The one thing that the legislature has to be careful about is, the idea of raising revenue without at least an equal reduction in spending is probably a nonstarter. There are levers to pull on both the revenue side and the spending side that could get Connecticut back to a sustainably balanced budget with also the ability to make investments in public infrastructure. That is what’s necessary to stimulate business confidence and therefore private investment.

You were selected for this commission because of your business experience, but of course, your business is banking. Can you talk a little bit about how Connecticut’s issues relate to the banking industry?
As we’ve grown, we’ve looked to diversify our geographic risk, which has been a good thing so that we’re not 100% concentrated in Connecticut. We’re as committed to Connecticut as ever, but in the end you have to look at what kind of return are you getting on the capital that you’re investing and therefore where should you invest, in what businesses, in what geographies. Those are the things we think about.

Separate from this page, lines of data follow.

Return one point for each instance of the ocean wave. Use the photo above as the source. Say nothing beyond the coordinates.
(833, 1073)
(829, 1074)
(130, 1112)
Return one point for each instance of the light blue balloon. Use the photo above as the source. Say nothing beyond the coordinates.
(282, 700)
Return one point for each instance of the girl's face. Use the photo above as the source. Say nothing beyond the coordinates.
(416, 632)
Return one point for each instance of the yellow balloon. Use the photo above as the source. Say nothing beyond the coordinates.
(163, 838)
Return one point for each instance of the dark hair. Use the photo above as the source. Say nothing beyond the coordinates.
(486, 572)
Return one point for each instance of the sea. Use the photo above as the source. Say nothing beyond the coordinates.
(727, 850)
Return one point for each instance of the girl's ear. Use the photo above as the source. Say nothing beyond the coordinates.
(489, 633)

'Nothing would please me more than being able to make good solid recommendations that could change the course of Connecticut’s future,' Smith said.

At the same time, we recognize that we’re part of the infrastructure and we are to some degree a reflection of the well-being of our customers and our communities. We bank about one in nine families in Connecticut and about 30,000 small businesses here, so...we’ve long appreciated our responsibility to be a catalyst for positive change. We’ve been active in policy discussions while remembering to always be apolitical and bipartisan along the way.

Knowing that I would be retiring as the chief executive, even as I would be continuing as the chairman, this created more time for me to be able to get involved in the commission. Nothing would please me more than being able to make good solid recommendations that could change the course of Connecticut’s future.

Beyond the recommendations to the legislature, how do you think Connecticut’s banks can be a part of the solution?
One thing banks can do is to take a little more risk in making sure that they’re funding customers who may have ideas for starting up businesses. Maybe banks need to be willing to take a little more risk in order to stimulate investment that could lead to economic growth. I don’t say that critically. That’s just one way that banks can make a difference. Banks can step up their community investment activities under [the Community Reinvestment Act], for example. They could spend more time in developing affordable housing, which is an issue for Connecticut. They could further fund their foundations to be able to invest in their communities.

All of us have the opportunity to do these things and I know how committed Connecticut banks have been to investing in their communities.